A few hours later, it was known throughout the village that the chief had gone in pursuit of his son and that Nashu and an unknown number of headmen had fled into the bush. Clara went to the mission to tell Philemon what she had seen. On finishing her account, Clara asked him, ‘Will Mponda catch Makufa?’
‘Not if he can join up with Nashu. The nganga is too clever for all of us.’
‘Would you like him to be dragged back and butchered?’
Philemon raised a hand to his bandaged head. ‘Of course Mponda should have killed him. When Nashu kills Mponda, you will see that too, Nkosikaas.’
‘Oh, Philemon,’ she murmured, ‘what about forgiveness?’ Even as she spoke, she thought of Paul’s forgiving nature and his trust – not just in Jesus, but in people too. Where had they got him in the end? She had come to ask Philemon what he thought would happen next, but she feared she knew.
CHAPTER 14
Robert knew he would soon feel stronger, but at present he still wept over trifles and found the ordinary sounds of village life intolerably strident. Though his illness had been a great trial, in more important matters God’s hand had clearly been at work. The great rains had been held in check. Now, when they came, they would be greeted as a divine reward for Mponda’s baptism.
Without going to the window, Robert could imagine the pale, burned-out blue of the sky darkening to grey and purple along the horizon. Neither bird nor lizard moved. A silence charged with latent energy hung over the village. Soft rumbles of thunder muttered across the plain. Within days, the rains would be lashing down.
One afternoon, Robert walked with Clara as far as the base of Mponda’s crag. He had not intended to go beyond the well, but there was a light breeze; and with Clara at his side, he felt able to strike out farther than usual. Rounding the shoulder of the spur that led to the crag, they saw an almond tree in full flower – an exquisite drift of pale pink against the dusty bush. How African trees could burst into spring flower under a scorching sun after six months without water was a mystery t
hat filled Robert with joy. Some women walked by, bearing on their heads long trusses of grass for the new chapel’s roof. They were singing.

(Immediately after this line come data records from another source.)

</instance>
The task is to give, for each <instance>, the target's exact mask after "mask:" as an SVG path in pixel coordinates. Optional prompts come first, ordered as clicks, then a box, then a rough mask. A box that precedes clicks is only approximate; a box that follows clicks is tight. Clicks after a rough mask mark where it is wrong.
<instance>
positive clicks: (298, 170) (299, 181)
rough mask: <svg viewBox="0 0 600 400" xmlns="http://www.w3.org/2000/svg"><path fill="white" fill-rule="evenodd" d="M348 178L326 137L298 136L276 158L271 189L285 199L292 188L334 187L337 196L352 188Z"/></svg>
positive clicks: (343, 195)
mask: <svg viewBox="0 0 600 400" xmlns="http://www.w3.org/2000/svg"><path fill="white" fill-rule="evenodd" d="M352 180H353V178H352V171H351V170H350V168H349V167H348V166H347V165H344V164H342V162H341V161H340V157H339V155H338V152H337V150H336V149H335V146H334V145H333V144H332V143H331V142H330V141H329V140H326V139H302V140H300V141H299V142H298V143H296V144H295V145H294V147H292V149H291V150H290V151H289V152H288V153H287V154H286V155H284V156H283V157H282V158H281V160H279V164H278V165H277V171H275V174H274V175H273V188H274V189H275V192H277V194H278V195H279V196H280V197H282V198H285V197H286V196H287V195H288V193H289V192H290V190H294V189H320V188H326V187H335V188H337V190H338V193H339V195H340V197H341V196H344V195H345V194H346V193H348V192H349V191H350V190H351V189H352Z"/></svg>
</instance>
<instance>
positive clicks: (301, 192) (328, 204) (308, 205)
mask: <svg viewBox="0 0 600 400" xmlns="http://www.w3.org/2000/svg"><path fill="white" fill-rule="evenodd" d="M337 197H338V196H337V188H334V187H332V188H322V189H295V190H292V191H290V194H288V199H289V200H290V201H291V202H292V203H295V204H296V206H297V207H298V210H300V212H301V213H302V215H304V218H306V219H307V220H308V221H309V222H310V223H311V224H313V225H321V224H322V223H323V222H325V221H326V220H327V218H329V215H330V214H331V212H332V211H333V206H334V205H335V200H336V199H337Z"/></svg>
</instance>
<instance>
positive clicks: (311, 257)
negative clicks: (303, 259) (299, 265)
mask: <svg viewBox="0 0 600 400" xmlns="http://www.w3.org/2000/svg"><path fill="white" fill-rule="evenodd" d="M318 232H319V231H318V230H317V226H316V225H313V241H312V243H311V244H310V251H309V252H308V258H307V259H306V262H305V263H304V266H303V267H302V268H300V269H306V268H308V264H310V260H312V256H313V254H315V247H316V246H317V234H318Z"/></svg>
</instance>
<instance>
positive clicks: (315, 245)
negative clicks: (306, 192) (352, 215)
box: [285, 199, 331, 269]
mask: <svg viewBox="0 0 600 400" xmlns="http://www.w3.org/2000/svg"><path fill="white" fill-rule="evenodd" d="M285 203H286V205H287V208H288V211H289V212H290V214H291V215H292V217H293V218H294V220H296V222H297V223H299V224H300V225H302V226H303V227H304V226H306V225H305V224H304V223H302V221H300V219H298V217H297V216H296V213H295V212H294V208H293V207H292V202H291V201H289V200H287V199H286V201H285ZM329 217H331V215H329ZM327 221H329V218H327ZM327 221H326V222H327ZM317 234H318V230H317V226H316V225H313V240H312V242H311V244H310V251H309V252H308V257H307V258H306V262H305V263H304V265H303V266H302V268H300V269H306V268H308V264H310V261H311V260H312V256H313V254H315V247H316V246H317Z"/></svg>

‘Just listen to them,’ he said. ‘They know the best is to come.’
Far away across the scrub, a bush fire was winking, no brighter than a burning cigar. Clara could imagine the savage heat at its centre and the stampeding wildebeest and impala. Somewhere out there too, Nashu and Makufa would be planning their return.
That afternoon, Robert and Clara rested together in the house. Clara lay on their bed and tried to read a novel – a society romance by Mrs Braddon called The Lady’s Mile. Why did these fictional men and women care so much about social distinctions? Was a gentleman in a silk top hat less bizarre than a tribesman with feathers on his head? Suddenly she saw the story of Jesus as if through Venda eyes. A white boy, born, in a stable, of a human mother but no father except God, had taken away all the evil in the world by allowing himself to be nailed to a piece of wood.
As his wife closed her book and lay staring up at the dirty thatch, Robert felt a great welling of love. How marvellously kind she had been when he was ill. For the first time since his illness, he wanted to make love to her. Tiny beads of moisture along her hairline and on her upper lip in no way discouraged him. The heat was a shared privation, just as the divine reward for their steadiness would be a shared joy. When the rains broke and the people saw that God had repaid their chief’s faith with a blessing on the earth, Clara would recognize her suffering as a necessary part of God’s plan.
Seeing the attentive, tender expression on her husband’s face, Clara closed her eyes. The thought of sexual intercourse in this terrible heat held scant attraction – all the less when she thought of poor Herida. When Robert reached out a hand to her breast, she said, ‘What’s the chief’s brother like – the one Herida must live with?’ The hand withdrew.